Protocole de prise en charge des patients atteints de BPCO suite à l’exposition aux fumées de l’incendie de l’usine Lubrisol©

Préambule : les conseils contenus dans ce document ont été rédigés le 26/09/19 par l’équipe de pneumologie du CHU de Rouen en accord avec le service d’accueil et des urgences. Il s’agit de recommandations qui s’appliquent de façon générale après exposition à des irritants et des fumées d’incendie sans toxicité spécifique immédiate. Ils ont été rédigés à l’attention des praticiens de médecine générale et des pneumologues libéraux en l’absence de connaissance de la composition exacte des fumées de l’incendie.

En cas de gêne oculaire et ou rhinopharyngée isolée ou associée à des signes respiratoires prescrire larmes artificielles en collyre à la demande et lavages de nez au sérum physiologique.

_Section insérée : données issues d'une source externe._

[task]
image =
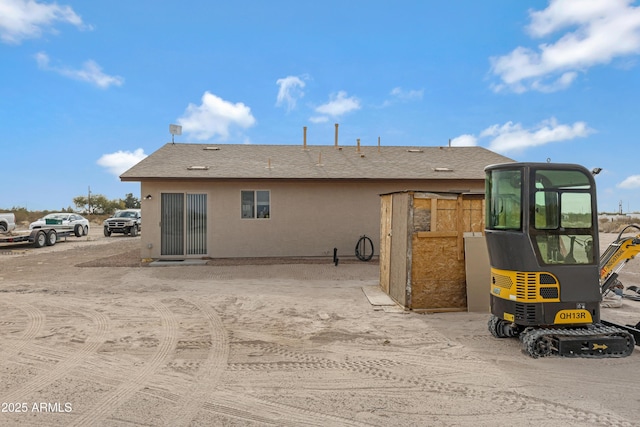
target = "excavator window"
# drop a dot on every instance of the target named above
(562, 217)
(504, 192)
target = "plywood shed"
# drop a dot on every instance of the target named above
(422, 247)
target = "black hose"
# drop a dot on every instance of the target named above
(361, 249)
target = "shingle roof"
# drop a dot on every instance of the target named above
(245, 161)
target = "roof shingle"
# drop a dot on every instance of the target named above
(244, 161)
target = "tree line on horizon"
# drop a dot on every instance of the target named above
(96, 204)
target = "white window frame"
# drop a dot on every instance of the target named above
(255, 211)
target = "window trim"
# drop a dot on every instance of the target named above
(255, 215)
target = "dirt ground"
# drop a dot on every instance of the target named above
(90, 337)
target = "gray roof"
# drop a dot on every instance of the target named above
(246, 161)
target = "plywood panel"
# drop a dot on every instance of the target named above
(427, 268)
(478, 273)
(437, 276)
(385, 241)
(399, 248)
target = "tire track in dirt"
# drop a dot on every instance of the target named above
(247, 408)
(209, 374)
(70, 362)
(376, 369)
(99, 412)
(35, 321)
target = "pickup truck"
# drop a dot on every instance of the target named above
(127, 221)
(7, 222)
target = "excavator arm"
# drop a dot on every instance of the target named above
(616, 256)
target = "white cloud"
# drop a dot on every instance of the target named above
(319, 119)
(464, 141)
(513, 137)
(25, 19)
(90, 72)
(290, 91)
(406, 95)
(630, 182)
(339, 104)
(215, 116)
(597, 32)
(120, 161)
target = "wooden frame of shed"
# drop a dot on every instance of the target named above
(422, 247)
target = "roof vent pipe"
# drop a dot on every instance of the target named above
(304, 137)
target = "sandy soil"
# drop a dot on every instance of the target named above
(88, 337)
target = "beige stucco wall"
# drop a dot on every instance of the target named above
(307, 218)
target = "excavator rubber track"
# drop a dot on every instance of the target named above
(594, 341)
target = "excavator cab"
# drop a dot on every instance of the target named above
(542, 238)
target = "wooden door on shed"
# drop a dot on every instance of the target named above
(399, 243)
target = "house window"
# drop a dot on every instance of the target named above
(256, 204)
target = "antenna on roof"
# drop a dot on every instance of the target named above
(175, 130)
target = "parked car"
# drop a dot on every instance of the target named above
(7, 222)
(128, 221)
(63, 220)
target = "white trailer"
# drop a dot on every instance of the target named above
(39, 237)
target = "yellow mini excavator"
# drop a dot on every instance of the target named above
(547, 278)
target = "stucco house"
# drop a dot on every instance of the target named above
(237, 200)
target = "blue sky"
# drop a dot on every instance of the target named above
(89, 88)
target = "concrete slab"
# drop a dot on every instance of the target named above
(377, 297)
(175, 262)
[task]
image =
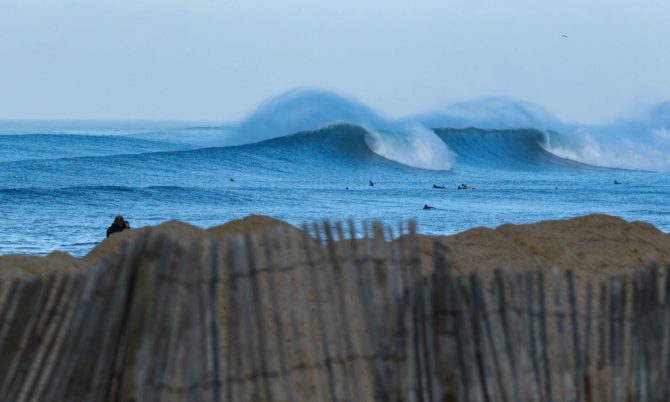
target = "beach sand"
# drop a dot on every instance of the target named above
(594, 246)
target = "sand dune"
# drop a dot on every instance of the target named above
(595, 245)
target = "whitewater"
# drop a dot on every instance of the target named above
(308, 155)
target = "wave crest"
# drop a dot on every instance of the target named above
(307, 110)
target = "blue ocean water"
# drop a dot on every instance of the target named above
(309, 156)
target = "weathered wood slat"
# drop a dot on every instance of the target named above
(324, 315)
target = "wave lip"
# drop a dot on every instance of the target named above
(407, 143)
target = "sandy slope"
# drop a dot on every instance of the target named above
(591, 245)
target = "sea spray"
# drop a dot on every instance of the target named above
(414, 145)
(408, 143)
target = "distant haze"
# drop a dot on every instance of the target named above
(218, 60)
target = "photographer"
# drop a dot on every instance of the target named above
(119, 225)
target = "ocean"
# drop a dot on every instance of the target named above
(311, 155)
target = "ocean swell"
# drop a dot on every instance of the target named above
(404, 142)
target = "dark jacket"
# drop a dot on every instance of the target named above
(114, 229)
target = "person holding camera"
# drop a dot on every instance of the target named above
(119, 225)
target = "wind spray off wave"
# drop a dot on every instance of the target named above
(408, 143)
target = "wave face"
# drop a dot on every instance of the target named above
(405, 142)
(639, 142)
(504, 149)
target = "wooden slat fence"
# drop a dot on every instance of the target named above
(289, 316)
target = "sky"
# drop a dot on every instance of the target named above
(218, 60)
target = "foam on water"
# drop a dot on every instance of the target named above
(408, 143)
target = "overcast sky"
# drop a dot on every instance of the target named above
(217, 60)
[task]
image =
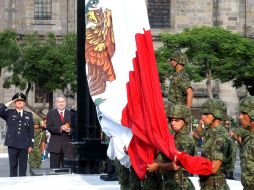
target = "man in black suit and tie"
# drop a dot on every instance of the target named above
(20, 133)
(58, 124)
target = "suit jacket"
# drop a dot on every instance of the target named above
(20, 131)
(58, 140)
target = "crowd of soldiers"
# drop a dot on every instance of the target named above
(219, 141)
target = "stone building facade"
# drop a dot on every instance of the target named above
(60, 17)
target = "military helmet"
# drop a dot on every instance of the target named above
(215, 107)
(168, 106)
(180, 57)
(19, 96)
(247, 106)
(181, 112)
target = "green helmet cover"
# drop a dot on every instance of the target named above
(215, 107)
(180, 112)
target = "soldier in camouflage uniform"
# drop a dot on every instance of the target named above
(174, 176)
(180, 90)
(230, 164)
(39, 144)
(246, 118)
(216, 145)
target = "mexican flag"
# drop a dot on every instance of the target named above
(124, 83)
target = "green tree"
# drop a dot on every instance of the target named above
(214, 53)
(48, 64)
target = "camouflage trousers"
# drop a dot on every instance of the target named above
(35, 159)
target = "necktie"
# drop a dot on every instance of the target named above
(61, 116)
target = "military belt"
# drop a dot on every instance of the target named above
(180, 175)
(248, 187)
(214, 182)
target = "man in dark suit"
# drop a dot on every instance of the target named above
(20, 133)
(58, 124)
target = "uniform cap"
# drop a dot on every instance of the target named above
(19, 96)
(180, 112)
(215, 107)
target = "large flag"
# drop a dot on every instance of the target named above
(124, 85)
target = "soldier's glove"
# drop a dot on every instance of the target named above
(9, 103)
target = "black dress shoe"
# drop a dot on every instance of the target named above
(107, 177)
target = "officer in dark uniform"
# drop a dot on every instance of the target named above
(20, 133)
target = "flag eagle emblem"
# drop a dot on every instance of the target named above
(99, 47)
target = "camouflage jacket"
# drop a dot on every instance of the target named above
(179, 83)
(247, 162)
(216, 147)
(39, 137)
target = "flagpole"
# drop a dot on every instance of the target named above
(84, 154)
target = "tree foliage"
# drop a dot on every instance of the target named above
(47, 63)
(214, 53)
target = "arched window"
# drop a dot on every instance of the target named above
(42, 9)
(159, 13)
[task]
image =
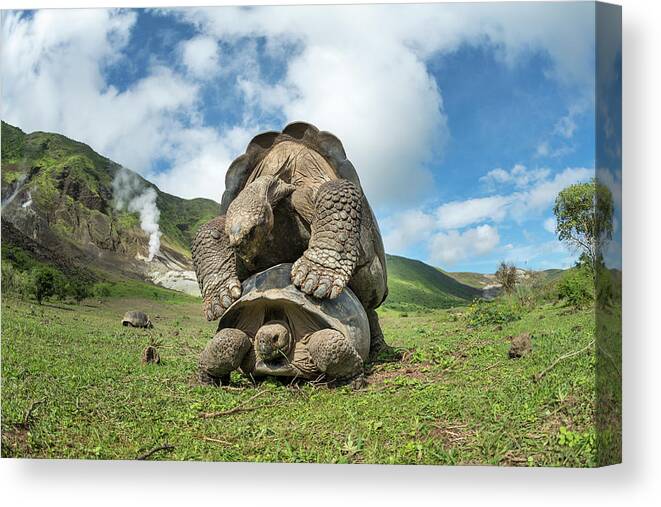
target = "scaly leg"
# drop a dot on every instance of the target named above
(215, 266)
(330, 259)
(334, 355)
(378, 345)
(224, 353)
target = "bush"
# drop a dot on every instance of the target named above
(48, 282)
(16, 281)
(483, 313)
(78, 290)
(101, 290)
(506, 276)
(577, 287)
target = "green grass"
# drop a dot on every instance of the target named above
(414, 285)
(455, 398)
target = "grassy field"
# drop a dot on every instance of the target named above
(73, 386)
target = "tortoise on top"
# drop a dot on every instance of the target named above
(293, 197)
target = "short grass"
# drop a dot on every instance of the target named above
(73, 386)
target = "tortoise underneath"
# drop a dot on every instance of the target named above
(276, 329)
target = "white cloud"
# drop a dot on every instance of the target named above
(358, 71)
(200, 56)
(410, 228)
(457, 214)
(550, 224)
(519, 176)
(447, 248)
(361, 73)
(541, 196)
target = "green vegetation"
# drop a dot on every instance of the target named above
(584, 215)
(74, 387)
(72, 186)
(414, 285)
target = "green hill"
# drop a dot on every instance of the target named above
(414, 285)
(59, 192)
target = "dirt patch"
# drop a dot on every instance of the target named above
(15, 441)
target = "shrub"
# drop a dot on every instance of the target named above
(101, 290)
(481, 313)
(16, 281)
(506, 276)
(577, 287)
(78, 290)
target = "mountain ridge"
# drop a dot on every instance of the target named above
(59, 202)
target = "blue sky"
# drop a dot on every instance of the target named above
(463, 120)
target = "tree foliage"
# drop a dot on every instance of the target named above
(47, 282)
(506, 276)
(584, 215)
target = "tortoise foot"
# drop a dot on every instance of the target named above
(334, 355)
(224, 353)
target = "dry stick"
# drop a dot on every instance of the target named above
(541, 374)
(28, 414)
(236, 410)
(166, 447)
(216, 440)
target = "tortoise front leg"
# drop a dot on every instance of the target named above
(330, 259)
(334, 355)
(224, 353)
(215, 267)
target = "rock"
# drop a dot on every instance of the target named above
(521, 346)
(150, 355)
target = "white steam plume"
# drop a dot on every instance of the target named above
(130, 194)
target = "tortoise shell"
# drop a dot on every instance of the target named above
(270, 295)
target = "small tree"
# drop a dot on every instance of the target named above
(584, 214)
(101, 290)
(79, 290)
(46, 283)
(506, 276)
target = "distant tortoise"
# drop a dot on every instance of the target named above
(136, 319)
(293, 197)
(275, 329)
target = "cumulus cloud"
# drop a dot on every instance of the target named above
(360, 72)
(200, 56)
(53, 80)
(462, 230)
(453, 246)
(550, 224)
(457, 214)
(519, 176)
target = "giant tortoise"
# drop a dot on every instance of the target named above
(275, 329)
(293, 197)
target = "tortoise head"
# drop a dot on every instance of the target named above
(249, 218)
(273, 341)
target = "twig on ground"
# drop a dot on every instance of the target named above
(166, 447)
(239, 408)
(539, 376)
(30, 410)
(215, 440)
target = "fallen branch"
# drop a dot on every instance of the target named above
(215, 440)
(28, 414)
(539, 376)
(166, 447)
(238, 409)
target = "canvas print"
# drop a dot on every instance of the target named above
(384, 234)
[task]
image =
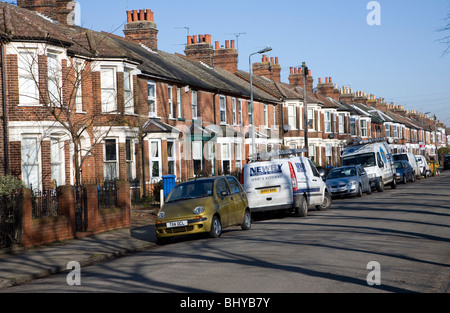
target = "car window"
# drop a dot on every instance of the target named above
(222, 186)
(235, 185)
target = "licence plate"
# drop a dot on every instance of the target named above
(177, 224)
(270, 190)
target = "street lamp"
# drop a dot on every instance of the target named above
(267, 49)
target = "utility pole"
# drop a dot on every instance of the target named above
(305, 108)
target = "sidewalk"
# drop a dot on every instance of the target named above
(28, 264)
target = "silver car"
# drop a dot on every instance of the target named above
(348, 181)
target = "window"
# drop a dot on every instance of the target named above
(311, 118)
(266, 116)
(240, 111)
(57, 161)
(292, 116)
(226, 158)
(129, 145)
(30, 163)
(108, 85)
(110, 160)
(327, 121)
(387, 130)
(155, 159)
(234, 112)
(179, 103)
(171, 157)
(28, 78)
(194, 104)
(128, 91)
(170, 100)
(223, 110)
(238, 156)
(328, 154)
(363, 128)
(151, 86)
(353, 126)
(341, 123)
(197, 153)
(54, 80)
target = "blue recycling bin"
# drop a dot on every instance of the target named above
(168, 184)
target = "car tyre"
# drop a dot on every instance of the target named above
(216, 227)
(247, 222)
(326, 202)
(302, 210)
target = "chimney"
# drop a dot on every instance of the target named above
(226, 58)
(296, 78)
(199, 48)
(268, 68)
(141, 28)
(62, 11)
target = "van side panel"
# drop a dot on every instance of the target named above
(268, 185)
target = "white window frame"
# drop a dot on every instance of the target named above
(109, 91)
(223, 110)
(57, 154)
(128, 93)
(152, 99)
(28, 71)
(114, 164)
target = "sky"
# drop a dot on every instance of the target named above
(400, 60)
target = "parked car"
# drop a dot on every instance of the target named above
(423, 165)
(405, 172)
(203, 206)
(447, 162)
(411, 159)
(348, 181)
(292, 184)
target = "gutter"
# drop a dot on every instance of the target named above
(5, 120)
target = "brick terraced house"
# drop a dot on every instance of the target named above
(79, 105)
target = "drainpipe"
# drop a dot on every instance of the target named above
(5, 121)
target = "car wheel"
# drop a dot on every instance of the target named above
(247, 223)
(216, 227)
(380, 185)
(326, 202)
(359, 194)
(302, 210)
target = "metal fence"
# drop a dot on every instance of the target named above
(11, 219)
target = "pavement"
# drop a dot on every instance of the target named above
(24, 265)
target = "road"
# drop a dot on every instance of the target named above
(406, 231)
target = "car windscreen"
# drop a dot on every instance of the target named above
(400, 157)
(342, 173)
(365, 160)
(192, 190)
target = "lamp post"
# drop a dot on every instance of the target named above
(267, 49)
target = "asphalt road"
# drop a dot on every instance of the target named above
(406, 231)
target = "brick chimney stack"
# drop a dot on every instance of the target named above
(62, 11)
(226, 58)
(296, 79)
(269, 68)
(199, 48)
(141, 28)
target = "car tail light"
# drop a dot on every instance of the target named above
(293, 177)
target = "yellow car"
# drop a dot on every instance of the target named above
(204, 205)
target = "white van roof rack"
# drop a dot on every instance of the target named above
(274, 154)
(361, 142)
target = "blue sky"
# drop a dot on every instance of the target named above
(400, 60)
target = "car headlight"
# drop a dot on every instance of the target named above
(199, 210)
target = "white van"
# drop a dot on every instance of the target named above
(411, 158)
(376, 158)
(285, 184)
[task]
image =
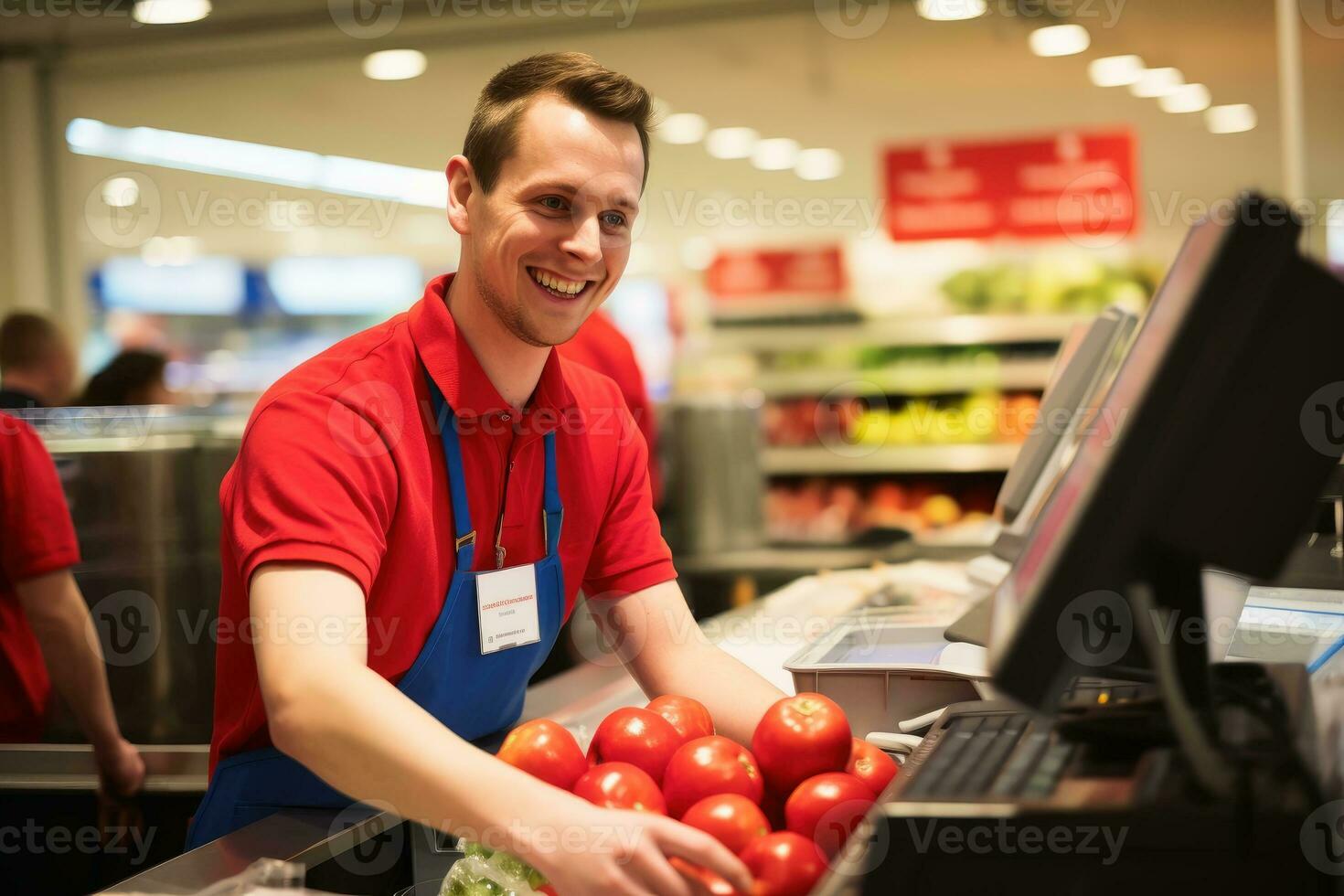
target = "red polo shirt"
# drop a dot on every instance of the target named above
(342, 465)
(37, 536)
(603, 347)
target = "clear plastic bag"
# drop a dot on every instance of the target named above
(485, 872)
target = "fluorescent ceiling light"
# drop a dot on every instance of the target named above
(683, 128)
(394, 65)
(1060, 40)
(258, 162)
(951, 10)
(1115, 71)
(1186, 98)
(818, 164)
(1230, 120)
(730, 143)
(169, 12)
(1157, 82)
(775, 154)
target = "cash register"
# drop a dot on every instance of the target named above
(1118, 758)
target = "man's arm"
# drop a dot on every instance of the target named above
(59, 618)
(664, 649)
(359, 733)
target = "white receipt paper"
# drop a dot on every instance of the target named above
(506, 607)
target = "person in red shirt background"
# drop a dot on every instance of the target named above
(46, 633)
(603, 347)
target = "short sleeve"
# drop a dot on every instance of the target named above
(37, 535)
(629, 554)
(314, 484)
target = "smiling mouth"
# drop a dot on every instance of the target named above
(557, 285)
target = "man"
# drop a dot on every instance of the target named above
(46, 633)
(413, 513)
(37, 364)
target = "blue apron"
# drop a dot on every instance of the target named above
(472, 693)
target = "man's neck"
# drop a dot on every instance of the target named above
(512, 366)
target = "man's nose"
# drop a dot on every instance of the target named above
(585, 243)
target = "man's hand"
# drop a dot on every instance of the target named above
(588, 849)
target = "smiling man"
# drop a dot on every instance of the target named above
(414, 511)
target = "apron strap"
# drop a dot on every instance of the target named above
(446, 422)
(552, 512)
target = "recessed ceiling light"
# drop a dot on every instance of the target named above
(1060, 40)
(775, 154)
(683, 128)
(169, 12)
(1186, 98)
(1157, 82)
(730, 143)
(818, 164)
(951, 10)
(394, 65)
(1115, 71)
(1230, 120)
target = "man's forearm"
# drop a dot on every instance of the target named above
(73, 655)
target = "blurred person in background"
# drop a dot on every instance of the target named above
(46, 633)
(603, 347)
(134, 377)
(37, 363)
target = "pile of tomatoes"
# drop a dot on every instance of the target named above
(785, 806)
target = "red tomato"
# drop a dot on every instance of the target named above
(545, 750)
(801, 736)
(709, 766)
(711, 883)
(618, 784)
(637, 736)
(827, 807)
(688, 716)
(730, 818)
(784, 864)
(871, 766)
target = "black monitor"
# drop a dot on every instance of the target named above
(1217, 450)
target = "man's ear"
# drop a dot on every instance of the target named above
(461, 185)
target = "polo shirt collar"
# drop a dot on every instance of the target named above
(457, 372)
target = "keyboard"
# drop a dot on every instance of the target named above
(988, 755)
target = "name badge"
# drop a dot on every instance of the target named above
(506, 607)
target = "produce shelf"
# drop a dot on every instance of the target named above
(905, 458)
(929, 380)
(957, 329)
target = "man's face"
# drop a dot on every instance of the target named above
(560, 212)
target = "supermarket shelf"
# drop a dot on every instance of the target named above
(955, 329)
(928, 380)
(906, 458)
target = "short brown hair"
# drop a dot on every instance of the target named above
(26, 340)
(574, 77)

En cas de signes respiratoires majorés depuis plus de 24h chez un patient connu pour être atteint de BPCO (dyspnée, toux, sibilances, majoration des sécrétions bronchiques, oppression thoracique), la conduite à tenir conseillée devant une exacerbation est la suivante :

Examen clinique

  • Auscultation pulmonaire : recherche de ronchis, crépitants diffus ou en foyer.
  • Recherche de comorbidités : coronaropathie, insuffisance cardiaque, HTA, anxiété, dépression, ostéoporose, diabète, dénutrition, cancer bronchique
  • Identifier un éventuel encombrement bronchique important, une aggravation rapide de la dyspnée

Investigations

  • Saturation transcutanée en oxygène (SpO2). Une SpO2 ≥90 % en air ambiant, traduit une oxygénation suffisante malgré l’exacerbation
  • Radiographie thoracique si arguments cliniques de pneumonie, signes de gravité ou évolution défavorable
  • BNP et NT-proBNP si doute sur un œdème cardiogénique (valeur prédictive négative).
  • Il est inutile de réaliser de façon systématique : examen cytobactériologique des crachats, électrocardiogramme (sauf si fréquence cardiaque < 60/min ou > 100/min), Bilan sanguin sauf si contrôle de comorbidité (diabète, insuffisance rénale), incertitude diagnostique : dosage des D-dimères (éliminer une embolie pulmonaire), dosage du BNP (éliminer une participation cardiaque).

Traitement

  • Bronchodilatateurs inhalés (SABA/SAMA) de courte durée d’action (aérosol-doseur, nébulisations si disponible) : multiplier les prises autant de fois que nécessaire, vérifier la façon d’utiliser l’aérosol-doseur
  • Poursuivre traitement pharmacologique inhalé de fond, sans modification des doses
  • Pas d’indication à une corticothérapie par voie nébulisée
  • Corticoïdes systémiques au cas par cas (non systématique) : 0,5 mg/kg (max 40 mg/j) pendant 5 jours, sans décroissance de dose, chez les patients ne s’améliorant pas sous traitement bronchodilatateur.
  • Antibiothérapie : selon l’algorithme ci-dessous.
  • Pas d’indication à une kinésithérapie respiratoire hormis si encombrement abondant.
  • Revoir le patient à 48h. Si aggravation dans l’intervalle des 48h, prévenir le patient qu’il doit consulter en urgence.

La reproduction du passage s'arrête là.